129
Our nature consists in motion; complete rest is death.[65]
130
Restlessness.—If a soldier, or labourer, complain of the hardship of his lot, set him to do nothing.
131
Weariness.[66]—Nothing is so insufferable to man as to be completely at rest, without passions, without business, without diversion, without study. He then feels his nothingness, his forlornness, his insufficiency, his dependence, his weakness, his emptiness. There will immediately arise from the depth of his heart weariness, gloom, sadness, fretfulness, vexation, despair.
132
Methinks Caesar was too old to set about amusing himself with conquering the world.[67] Such sport was good for Augustus or Alexander. They were still young men, and thus difficult to restrain.
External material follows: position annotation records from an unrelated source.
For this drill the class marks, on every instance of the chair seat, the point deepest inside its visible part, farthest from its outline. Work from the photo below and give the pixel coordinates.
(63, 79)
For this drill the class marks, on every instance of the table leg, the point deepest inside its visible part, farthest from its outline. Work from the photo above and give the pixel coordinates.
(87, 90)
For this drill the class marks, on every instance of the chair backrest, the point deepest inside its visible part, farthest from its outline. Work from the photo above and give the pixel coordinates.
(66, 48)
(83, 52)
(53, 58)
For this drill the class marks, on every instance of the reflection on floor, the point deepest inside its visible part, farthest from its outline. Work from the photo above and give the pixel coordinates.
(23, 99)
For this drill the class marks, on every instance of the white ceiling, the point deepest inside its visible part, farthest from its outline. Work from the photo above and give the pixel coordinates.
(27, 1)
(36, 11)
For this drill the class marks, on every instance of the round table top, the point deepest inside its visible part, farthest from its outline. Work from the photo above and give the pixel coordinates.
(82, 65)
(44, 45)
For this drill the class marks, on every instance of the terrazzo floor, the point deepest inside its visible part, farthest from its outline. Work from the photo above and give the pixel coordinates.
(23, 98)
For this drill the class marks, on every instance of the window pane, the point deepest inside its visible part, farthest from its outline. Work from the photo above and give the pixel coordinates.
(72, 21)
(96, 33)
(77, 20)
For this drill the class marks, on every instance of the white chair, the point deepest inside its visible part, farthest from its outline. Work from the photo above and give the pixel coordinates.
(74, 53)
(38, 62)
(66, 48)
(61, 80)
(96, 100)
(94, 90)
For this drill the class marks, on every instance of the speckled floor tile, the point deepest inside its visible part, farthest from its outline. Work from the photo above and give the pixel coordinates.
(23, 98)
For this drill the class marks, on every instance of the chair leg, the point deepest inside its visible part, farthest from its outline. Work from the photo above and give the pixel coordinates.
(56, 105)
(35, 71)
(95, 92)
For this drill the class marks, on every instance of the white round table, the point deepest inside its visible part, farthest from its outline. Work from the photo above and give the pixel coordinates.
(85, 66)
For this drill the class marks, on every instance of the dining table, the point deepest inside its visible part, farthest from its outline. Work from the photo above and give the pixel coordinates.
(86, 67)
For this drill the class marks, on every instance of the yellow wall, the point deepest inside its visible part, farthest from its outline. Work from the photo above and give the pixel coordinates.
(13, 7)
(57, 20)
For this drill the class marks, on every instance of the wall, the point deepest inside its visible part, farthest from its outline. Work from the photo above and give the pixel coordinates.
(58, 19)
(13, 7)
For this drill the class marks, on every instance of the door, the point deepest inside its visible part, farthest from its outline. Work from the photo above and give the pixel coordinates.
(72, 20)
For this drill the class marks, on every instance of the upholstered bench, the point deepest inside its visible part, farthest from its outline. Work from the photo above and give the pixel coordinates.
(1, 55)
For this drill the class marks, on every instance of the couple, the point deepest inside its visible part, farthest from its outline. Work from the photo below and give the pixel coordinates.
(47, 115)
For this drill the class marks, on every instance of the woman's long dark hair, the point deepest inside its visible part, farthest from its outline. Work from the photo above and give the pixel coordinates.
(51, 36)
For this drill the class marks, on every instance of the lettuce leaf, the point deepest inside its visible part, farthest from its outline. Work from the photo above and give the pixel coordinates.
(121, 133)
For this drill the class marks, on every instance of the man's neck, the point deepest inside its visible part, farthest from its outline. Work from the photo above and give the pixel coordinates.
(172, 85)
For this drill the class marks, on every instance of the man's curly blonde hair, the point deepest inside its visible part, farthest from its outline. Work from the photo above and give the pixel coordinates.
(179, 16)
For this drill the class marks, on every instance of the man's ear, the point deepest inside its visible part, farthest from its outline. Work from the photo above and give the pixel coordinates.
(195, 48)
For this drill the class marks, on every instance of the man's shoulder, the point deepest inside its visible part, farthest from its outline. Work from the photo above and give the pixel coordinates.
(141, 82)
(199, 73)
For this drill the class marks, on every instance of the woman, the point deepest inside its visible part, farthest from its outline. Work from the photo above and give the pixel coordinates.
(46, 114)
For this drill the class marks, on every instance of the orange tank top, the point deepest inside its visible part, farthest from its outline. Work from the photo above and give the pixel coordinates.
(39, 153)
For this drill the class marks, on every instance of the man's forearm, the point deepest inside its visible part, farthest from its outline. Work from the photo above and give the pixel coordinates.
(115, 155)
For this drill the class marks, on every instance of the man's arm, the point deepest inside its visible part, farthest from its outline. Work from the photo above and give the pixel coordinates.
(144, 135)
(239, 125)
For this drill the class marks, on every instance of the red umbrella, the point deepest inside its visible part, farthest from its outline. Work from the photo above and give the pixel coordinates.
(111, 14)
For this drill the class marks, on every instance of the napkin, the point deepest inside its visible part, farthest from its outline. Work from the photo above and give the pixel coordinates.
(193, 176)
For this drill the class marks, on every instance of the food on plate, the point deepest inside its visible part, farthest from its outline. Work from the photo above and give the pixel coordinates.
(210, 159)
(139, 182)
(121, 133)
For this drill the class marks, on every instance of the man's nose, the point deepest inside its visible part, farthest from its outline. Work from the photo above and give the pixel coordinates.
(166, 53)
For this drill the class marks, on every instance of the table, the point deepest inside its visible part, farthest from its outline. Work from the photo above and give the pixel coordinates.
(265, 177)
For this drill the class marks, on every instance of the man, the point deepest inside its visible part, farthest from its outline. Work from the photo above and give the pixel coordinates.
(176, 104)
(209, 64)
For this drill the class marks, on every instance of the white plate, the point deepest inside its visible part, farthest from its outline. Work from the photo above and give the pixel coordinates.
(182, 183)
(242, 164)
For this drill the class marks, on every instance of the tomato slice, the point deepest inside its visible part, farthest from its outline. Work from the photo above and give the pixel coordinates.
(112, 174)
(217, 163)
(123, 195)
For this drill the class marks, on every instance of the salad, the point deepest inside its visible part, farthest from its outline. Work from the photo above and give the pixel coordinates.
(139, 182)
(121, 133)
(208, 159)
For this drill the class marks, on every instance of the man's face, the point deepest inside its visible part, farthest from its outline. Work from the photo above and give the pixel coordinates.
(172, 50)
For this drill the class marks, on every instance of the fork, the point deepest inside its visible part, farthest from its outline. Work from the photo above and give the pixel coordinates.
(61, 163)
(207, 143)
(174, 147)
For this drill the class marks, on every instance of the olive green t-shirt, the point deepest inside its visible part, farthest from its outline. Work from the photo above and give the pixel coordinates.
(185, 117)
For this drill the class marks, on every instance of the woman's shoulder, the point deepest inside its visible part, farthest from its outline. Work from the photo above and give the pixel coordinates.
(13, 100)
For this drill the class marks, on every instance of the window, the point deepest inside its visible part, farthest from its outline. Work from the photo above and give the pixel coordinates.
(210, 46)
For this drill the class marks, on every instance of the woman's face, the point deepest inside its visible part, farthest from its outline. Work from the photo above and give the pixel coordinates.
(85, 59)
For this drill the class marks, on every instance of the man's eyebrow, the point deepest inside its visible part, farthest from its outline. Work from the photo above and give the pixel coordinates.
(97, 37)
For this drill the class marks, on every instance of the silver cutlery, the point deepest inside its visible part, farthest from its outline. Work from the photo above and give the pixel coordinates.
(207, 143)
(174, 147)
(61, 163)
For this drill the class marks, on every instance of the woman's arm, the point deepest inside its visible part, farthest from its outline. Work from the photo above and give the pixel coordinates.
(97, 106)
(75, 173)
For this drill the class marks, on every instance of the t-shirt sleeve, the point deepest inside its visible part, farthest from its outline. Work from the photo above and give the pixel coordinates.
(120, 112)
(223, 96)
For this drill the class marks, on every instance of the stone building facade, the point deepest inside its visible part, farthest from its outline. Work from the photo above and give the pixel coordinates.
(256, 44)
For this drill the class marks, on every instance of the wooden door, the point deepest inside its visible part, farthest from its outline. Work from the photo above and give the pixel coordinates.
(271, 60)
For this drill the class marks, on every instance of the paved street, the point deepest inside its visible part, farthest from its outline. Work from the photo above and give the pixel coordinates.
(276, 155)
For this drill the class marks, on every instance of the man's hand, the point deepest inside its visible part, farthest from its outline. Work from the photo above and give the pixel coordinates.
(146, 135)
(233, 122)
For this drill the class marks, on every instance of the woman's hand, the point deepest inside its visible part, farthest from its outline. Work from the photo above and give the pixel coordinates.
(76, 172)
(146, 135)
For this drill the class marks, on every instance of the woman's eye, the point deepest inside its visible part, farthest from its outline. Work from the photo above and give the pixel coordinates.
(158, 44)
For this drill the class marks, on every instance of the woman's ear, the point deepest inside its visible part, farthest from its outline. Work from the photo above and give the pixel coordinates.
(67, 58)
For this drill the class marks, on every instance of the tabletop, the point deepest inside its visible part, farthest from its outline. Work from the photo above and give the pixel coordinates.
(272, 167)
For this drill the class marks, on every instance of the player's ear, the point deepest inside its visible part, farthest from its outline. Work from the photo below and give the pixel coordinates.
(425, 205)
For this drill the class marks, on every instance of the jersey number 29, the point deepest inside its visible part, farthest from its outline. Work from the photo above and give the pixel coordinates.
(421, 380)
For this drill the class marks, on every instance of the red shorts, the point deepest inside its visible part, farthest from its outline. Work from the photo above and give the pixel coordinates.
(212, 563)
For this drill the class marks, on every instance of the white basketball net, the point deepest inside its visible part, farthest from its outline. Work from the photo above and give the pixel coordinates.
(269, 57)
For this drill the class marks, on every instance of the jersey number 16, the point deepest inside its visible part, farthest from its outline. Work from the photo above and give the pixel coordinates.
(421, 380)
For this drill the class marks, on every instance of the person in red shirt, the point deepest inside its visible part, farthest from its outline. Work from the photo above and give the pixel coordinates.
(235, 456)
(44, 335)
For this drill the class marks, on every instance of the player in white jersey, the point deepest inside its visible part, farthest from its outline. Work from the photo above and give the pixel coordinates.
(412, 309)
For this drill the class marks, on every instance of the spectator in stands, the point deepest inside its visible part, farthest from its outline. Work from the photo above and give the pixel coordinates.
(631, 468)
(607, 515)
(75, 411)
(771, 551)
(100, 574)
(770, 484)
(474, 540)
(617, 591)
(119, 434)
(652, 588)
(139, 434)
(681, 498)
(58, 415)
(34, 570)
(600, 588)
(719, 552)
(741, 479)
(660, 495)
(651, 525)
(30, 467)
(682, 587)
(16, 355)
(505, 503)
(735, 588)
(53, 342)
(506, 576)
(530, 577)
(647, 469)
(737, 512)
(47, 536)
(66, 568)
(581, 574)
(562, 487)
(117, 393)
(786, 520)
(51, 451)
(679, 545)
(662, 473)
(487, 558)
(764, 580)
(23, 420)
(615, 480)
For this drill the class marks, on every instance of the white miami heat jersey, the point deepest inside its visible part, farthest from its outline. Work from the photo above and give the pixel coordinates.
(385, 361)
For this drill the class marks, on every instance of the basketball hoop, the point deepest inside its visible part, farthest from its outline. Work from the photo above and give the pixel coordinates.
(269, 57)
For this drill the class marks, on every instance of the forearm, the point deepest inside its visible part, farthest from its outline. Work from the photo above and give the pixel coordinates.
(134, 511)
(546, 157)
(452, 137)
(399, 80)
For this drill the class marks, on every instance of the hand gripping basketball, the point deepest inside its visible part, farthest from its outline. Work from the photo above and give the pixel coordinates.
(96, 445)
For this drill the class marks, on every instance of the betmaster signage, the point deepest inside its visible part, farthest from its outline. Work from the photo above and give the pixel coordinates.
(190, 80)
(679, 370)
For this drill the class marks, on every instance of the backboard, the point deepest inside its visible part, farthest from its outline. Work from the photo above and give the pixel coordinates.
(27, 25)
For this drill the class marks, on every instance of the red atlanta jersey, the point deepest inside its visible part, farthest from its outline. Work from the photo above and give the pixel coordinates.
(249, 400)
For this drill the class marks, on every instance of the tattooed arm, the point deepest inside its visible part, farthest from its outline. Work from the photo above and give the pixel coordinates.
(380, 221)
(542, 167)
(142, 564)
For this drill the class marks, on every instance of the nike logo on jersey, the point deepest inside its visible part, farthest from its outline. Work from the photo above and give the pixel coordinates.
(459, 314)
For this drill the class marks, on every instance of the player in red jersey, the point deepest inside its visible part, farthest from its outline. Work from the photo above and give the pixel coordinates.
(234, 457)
But Caesar should have been more mature.
133
Two faces which resemble each other, make us laugh, when together, by their resemblance, though neither of them by itself makes us laugh.
134
How useless is painting, which attracts admiration by the resemblance of things, the originals of which we do not admire!
135
The struggle alone pleases us, not the victory. We love to see animals fighting, not the victor infuriated over the vanquished. We would only see the victorious end; and, as soon as it comes, we are satiated. It is the same in play, and the same in the search for truth. In disputes we like to see the clash of opinions, but not at all to contemplate truth when found. To observe it with pleasure, we have to see it emerge out of strife. So in the passions, there is pleasure in seeing the collision of two contraries; but when one acquires the mastery, it becomes only brutality. We never seek things for themselves, but for the search. Likewise in plays, scenes which do not rouse the emotion of fear are worthless, so are extreme and hopeless misery, brutal lust, and extreme cruelty.
136
A mere trifle consoles us, for a mere trifle distresses us.[68]
137
Without examining every particular pursuit, it is enough to comprehend them under diversion.
138
Men naturally slaters and of all callings, save in their own rooms.
139
Diversion.—When I have occasionally set myself to consider the different distractions of men, the pains and perils to which they expose themselves at court or in war, whence arise so many quarrels, passions, bold and often bad ventures, etc., I have discovered that all the unhappiness of men arises from one single fact, that they cannot stay quietly in their own chamber. A man who has enough to live on, if he knew how to stay with pleasure at home, would not leave it to go to sea or to besiege a town. A commission in the army would not be bought so dearly, but that it is found insufferable not to budge from the town; and men only seek conversation and entering games, because they cannot remain with pleasure at home.